Он резко проговорит: «Мне нужна не критика, а сердечное понимание. Критики мне хватает в институте».

Дверь ему открыла Надя.

В полутьме коридора она обняла его, прижалась щекой к его груди.

— Холодный, мокрый, дай пальто снять, что случилось? — спрашивал он.

— Неужели ты не слышал? Сталинград! Огромная победа. Немцы окружены. Пойдем, пойдем скорей.

Она помогла ему снять пальто и за руку потащила в комнаты.

— Сюда, сюда, мама в Толиной комнате.

Она раскрыла дверь. Людмила Николаевна сидела за Толиным столиком. Она медленно повернула к нему голову, торжественно и печально улыбнулась ему.

В этот вечер Штрум не сказал Людмиле о том, что произошло в институте.

Они сидели за Толиным столом, и Людмила Николаевна рисовала на листе бумаги схему окружения немцев в Сталинграде, объясняла Наде свой план военных действий.

А ночью у себя в комнате Штрум думал: «О господи, написать бы покаянное письмо, все ведь пишут в таких ситуациях».

22

Прошло несколько дней после появления статьи в стенгазете. Работа в лаборатории продолжалась по-прежнему. Штрум то впадал в уныние, то оживлялся, был деятелен, ходил по лаборатории, выколачивал быстрыми пальцами из подоконников и металлических кожухов свои любимые мелодии.

Он шутя говорил, что в институте, видимо, началась эпидемия близорукости, знакомые, сталкиваясь с ним нос к носу, проходят в задумчивости мимо, не здороваются; Гуревич, заметив издали Штрума, тоже принял задумчивый вид, перешел на другую сторону улицы, остановился у афиши. Штрум, наблюдая за его эволюциями, оглянулся, в этот же момент оглянулся Гуревич, и глаза их встретились. Гуревич сделал удивленный, обрадованный жест, стал кланяться.
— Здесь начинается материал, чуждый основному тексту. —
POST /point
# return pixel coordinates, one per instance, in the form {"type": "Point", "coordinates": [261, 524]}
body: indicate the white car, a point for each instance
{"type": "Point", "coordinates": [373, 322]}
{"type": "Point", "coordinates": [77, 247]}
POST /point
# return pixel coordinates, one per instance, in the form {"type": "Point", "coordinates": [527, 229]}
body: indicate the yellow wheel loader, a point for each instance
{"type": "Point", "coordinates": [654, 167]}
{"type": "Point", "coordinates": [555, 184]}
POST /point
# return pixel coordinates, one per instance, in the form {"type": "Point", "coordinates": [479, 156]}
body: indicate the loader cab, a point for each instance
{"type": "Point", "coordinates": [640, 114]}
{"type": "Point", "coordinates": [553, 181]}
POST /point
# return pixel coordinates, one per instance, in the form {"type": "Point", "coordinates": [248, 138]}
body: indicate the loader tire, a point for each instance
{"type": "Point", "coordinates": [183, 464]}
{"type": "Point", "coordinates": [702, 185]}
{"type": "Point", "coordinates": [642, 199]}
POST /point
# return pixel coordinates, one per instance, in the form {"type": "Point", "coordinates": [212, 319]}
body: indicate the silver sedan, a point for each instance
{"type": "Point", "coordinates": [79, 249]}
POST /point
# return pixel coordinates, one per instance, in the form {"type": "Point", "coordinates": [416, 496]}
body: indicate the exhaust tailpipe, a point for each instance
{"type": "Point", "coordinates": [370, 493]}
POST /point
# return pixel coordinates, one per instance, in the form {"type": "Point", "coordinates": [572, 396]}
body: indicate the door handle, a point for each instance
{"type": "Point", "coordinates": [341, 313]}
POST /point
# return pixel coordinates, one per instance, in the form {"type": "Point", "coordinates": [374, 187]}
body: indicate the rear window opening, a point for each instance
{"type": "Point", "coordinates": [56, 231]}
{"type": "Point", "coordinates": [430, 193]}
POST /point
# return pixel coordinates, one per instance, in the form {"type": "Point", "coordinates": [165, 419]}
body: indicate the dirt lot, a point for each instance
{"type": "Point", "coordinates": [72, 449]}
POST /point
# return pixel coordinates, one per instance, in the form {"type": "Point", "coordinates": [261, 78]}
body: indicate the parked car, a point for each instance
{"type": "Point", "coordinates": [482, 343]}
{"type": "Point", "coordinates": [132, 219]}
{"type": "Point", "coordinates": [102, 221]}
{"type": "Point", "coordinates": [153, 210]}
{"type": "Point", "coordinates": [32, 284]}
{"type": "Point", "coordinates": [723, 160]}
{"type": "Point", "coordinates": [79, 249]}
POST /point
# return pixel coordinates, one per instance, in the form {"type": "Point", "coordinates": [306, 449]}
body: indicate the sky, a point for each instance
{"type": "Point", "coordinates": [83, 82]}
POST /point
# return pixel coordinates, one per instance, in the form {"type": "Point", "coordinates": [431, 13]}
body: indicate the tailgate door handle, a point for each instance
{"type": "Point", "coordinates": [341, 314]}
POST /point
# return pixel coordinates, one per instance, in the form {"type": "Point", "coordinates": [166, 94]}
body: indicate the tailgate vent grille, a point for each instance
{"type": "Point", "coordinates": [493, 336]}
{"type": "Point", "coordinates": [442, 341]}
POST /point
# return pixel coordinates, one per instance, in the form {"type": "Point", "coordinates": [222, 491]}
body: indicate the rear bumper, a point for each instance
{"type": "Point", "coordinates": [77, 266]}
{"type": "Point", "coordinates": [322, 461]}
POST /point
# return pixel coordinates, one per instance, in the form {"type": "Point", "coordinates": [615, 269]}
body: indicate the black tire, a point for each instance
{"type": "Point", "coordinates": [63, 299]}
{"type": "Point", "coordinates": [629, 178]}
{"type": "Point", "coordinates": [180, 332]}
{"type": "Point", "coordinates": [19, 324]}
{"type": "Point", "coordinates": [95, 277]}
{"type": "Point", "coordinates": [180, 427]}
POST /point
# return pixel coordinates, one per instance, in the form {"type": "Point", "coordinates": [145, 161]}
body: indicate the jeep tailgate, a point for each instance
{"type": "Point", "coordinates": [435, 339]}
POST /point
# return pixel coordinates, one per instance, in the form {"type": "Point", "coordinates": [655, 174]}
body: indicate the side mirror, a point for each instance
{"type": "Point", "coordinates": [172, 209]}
Все это было не так уж весело.

Свечин, встречая Штрума, здоровался с ним, тщательно шаркал ногой, но лицо его при этом становилось таким, словно он приветствовал посла недружественной державы.
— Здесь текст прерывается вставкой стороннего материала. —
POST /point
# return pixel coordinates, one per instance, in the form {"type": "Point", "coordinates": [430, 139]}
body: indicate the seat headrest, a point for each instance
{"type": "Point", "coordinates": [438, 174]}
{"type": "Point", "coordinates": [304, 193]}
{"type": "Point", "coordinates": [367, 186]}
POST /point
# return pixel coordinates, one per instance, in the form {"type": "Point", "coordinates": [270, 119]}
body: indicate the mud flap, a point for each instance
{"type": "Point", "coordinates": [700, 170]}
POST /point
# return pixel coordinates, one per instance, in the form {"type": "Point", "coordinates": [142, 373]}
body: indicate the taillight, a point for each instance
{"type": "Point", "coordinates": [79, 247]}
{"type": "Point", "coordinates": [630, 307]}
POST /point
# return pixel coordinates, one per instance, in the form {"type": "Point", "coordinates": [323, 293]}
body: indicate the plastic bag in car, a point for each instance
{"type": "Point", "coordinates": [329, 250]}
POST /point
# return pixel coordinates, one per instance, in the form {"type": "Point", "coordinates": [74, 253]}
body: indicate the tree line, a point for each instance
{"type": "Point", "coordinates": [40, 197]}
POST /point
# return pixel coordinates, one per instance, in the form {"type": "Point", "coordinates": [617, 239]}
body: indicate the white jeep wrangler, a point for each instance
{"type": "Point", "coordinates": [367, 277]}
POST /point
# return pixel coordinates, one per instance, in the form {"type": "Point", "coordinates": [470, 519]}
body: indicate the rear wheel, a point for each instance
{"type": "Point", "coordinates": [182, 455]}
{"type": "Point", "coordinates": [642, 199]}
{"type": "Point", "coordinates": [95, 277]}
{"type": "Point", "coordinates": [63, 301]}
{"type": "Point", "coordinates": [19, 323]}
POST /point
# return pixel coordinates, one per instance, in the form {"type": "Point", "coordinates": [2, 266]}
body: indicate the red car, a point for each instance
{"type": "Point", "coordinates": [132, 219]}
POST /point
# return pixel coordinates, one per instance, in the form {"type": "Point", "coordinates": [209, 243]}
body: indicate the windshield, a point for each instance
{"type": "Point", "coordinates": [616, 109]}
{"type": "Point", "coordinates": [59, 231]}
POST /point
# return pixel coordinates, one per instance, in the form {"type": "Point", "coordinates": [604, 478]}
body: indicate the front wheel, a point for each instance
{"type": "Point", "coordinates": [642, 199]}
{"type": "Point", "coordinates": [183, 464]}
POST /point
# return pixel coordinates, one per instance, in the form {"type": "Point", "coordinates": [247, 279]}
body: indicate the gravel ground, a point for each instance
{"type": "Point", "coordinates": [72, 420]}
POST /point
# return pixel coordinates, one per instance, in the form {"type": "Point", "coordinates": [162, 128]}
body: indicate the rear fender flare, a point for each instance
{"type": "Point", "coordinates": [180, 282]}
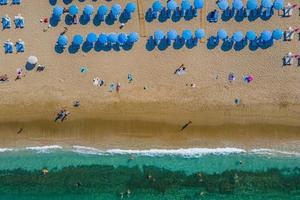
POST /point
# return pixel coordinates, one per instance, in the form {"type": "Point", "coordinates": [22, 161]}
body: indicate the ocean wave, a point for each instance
{"type": "Point", "coordinates": [188, 152]}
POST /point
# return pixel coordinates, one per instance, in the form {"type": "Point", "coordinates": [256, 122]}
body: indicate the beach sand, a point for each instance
{"type": "Point", "coordinates": [268, 116]}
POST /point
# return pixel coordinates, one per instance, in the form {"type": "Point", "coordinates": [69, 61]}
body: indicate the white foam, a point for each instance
{"type": "Point", "coordinates": [5, 150]}
{"type": "Point", "coordinates": [44, 149]}
{"type": "Point", "coordinates": [188, 152]}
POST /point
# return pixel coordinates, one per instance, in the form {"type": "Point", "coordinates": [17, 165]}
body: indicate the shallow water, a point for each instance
{"type": "Point", "coordinates": [86, 173]}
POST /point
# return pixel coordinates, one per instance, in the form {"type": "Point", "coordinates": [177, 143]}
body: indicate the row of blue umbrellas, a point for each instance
{"type": "Point", "coordinates": [238, 36]}
{"type": "Point", "coordinates": [88, 10]}
{"type": "Point", "coordinates": [172, 5]}
{"type": "Point", "coordinates": [173, 35]}
{"type": "Point", "coordinates": [103, 38]}
{"type": "Point", "coordinates": [252, 4]}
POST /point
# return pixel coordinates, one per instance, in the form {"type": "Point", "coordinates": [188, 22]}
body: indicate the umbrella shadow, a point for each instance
{"type": "Point", "coordinates": [253, 46]}
{"type": "Point", "coordinates": [127, 46]}
{"type": "Point", "coordinates": [266, 45]}
{"type": "Point", "coordinates": [59, 49]}
{"type": "Point", "coordinates": [226, 46]}
{"type": "Point", "coordinates": [189, 44]}
{"type": "Point", "coordinates": [238, 46]}
{"type": "Point", "coordinates": [54, 21]}
{"type": "Point", "coordinates": [67, 1]}
{"type": "Point", "coordinates": [84, 20]}
{"type": "Point", "coordinates": [150, 45]}
{"type": "Point", "coordinates": [29, 66]}
{"type": "Point", "coordinates": [212, 42]}
{"type": "Point", "coordinates": [163, 45]}
{"type": "Point", "coordinates": [176, 16]}
{"type": "Point", "coordinates": [124, 17]}
{"type": "Point", "coordinates": [226, 16]}
{"type": "Point", "coordinates": [52, 2]}
{"type": "Point", "coordinates": [69, 19]}
{"type": "Point", "coordinates": [148, 15]}
{"type": "Point", "coordinates": [178, 44]}
{"type": "Point", "coordinates": [73, 48]}
{"type": "Point", "coordinates": [97, 21]}
{"type": "Point", "coordinates": [86, 47]}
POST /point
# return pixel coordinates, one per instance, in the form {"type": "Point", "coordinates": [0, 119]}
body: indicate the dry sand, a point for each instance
{"type": "Point", "coordinates": [269, 114]}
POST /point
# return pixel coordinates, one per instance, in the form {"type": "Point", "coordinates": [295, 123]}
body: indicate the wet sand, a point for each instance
{"type": "Point", "coordinates": [269, 114]}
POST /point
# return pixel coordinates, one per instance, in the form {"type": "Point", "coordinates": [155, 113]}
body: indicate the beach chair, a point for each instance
{"type": "Point", "coordinates": [20, 46]}
{"type": "Point", "coordinates": [289, 34]}
{"type": "Point", "coordinates": [19, 21]}
{"type": "Point", "coordinates": [16, 2]}
{"type": "Point", "coordinates": [288, 10]}
{"type": "Point", "coordinates": [6, 24]}
{"type": "Point", "coordinates": [4, 2]}
{"type": "Point", "coordinates": [8, 47]}
{"type": "Point", "coordinates": [213, 16]}
{"type": "Point", "coordinates": [288, 59]}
Виктор Павлович вел счет — кто отвернулся, кто кивнул, кто поздоровался с ним за руку.

Приходя домой, он первым делом спрашивал у жены:

— Звонил кто-нибудь?

И Людмила отвечала обычно:

— Никто, если не считать Марьи Ивановны.

И, зная его обычный после этих ее слов вопрос, добавляла:

— От Мадьярова писем пока нет.

— Вот, понимаешь, — говорил он, — те, кто звонили каждый день, стали позванивать, а те, кто позванивал, вообще перестали звонить.

Ему казалось, что и дома к нему стали относиться по-иному. Однажды Надя прошла мимо отца, пившего чай, не поздоровавшись.

Штрум грубо крикнул ей:

— Почему не здороваешься? Я, по-твоему, предмет неодушевленный?
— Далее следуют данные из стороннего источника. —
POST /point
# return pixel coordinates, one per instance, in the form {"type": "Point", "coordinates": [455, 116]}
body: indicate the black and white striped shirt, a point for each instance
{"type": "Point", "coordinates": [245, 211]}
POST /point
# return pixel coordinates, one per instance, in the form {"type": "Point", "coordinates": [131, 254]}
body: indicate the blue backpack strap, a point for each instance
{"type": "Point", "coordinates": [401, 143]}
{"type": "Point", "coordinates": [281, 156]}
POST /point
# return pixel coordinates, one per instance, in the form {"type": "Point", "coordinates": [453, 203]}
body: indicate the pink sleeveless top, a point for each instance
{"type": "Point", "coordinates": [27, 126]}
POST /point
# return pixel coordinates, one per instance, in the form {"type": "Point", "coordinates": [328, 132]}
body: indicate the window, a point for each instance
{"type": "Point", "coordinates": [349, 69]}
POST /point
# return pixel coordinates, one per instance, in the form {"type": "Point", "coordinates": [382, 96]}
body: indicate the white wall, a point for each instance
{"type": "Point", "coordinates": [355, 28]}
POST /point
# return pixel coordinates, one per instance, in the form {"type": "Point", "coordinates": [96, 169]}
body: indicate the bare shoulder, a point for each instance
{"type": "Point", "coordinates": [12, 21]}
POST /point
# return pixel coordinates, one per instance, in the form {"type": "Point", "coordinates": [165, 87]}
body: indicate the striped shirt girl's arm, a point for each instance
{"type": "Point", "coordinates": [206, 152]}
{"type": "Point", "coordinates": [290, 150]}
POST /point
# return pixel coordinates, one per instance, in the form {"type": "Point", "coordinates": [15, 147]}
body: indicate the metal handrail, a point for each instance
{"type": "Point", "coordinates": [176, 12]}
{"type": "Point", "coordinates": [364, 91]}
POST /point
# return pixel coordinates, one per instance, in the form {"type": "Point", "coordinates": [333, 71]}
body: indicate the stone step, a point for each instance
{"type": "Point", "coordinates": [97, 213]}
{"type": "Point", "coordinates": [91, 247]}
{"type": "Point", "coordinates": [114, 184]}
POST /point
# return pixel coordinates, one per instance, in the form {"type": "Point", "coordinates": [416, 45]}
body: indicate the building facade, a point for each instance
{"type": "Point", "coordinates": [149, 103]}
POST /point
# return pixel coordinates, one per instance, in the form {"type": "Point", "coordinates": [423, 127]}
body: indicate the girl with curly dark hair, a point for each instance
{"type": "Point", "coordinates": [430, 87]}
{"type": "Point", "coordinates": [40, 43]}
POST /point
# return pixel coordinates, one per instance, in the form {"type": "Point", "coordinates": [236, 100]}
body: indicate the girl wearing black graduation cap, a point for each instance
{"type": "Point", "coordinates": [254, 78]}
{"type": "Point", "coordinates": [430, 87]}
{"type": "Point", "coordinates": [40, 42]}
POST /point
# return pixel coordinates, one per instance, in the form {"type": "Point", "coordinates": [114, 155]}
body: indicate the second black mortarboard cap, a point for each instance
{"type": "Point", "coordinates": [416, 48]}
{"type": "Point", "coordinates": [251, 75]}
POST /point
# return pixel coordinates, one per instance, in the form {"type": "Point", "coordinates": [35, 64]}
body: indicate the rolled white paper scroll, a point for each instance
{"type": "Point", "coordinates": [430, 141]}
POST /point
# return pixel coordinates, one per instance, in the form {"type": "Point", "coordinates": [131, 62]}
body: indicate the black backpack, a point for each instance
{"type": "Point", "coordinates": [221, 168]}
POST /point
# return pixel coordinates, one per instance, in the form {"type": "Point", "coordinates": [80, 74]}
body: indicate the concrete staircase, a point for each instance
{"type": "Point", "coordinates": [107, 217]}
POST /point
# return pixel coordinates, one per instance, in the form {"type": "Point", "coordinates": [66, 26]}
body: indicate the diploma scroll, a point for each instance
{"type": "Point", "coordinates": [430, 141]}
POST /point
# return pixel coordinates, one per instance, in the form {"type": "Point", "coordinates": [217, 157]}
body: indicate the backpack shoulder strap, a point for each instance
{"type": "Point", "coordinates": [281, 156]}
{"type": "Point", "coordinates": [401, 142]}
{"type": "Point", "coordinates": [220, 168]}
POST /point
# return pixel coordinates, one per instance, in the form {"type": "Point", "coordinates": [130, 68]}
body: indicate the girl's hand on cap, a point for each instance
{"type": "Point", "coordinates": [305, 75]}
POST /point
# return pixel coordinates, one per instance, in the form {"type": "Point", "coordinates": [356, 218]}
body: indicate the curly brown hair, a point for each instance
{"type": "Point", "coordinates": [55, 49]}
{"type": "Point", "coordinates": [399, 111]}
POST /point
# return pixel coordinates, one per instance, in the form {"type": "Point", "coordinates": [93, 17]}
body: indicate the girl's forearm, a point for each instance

И, видимо, лицо у него было при этом таким жалким, страдающим, что Надя, поняв его состояние, вместо того чтобы ответить грубостью, поспешно сказала:

— Папочка, милый, прости меня.

В этот же день он спросил ее:

— Слушай, Надя, ты продолжаешь встречаться со своим полководцем?

Она молча пожала плечами.

— Я тебя вот о чем хочу предупредить, — сказал он. — Не вздумай с ним вести разговоры на политические темы. Не хватает, чтобы и с этой стороны ко мне подобрались.

И Надя, вместо того чтобы ответить резкостью, проговорила:

— Можешь быть спокоен, папа.

Утром, приближаясь к институту, Штрум начинал оглядываться и то замедлял, то ускорял шаги. Убедившись, что коридор пуст, он шел быстро, опустив голову, и если где-нибудь открывалась дверь, у Виктора Павловича замирало сердце.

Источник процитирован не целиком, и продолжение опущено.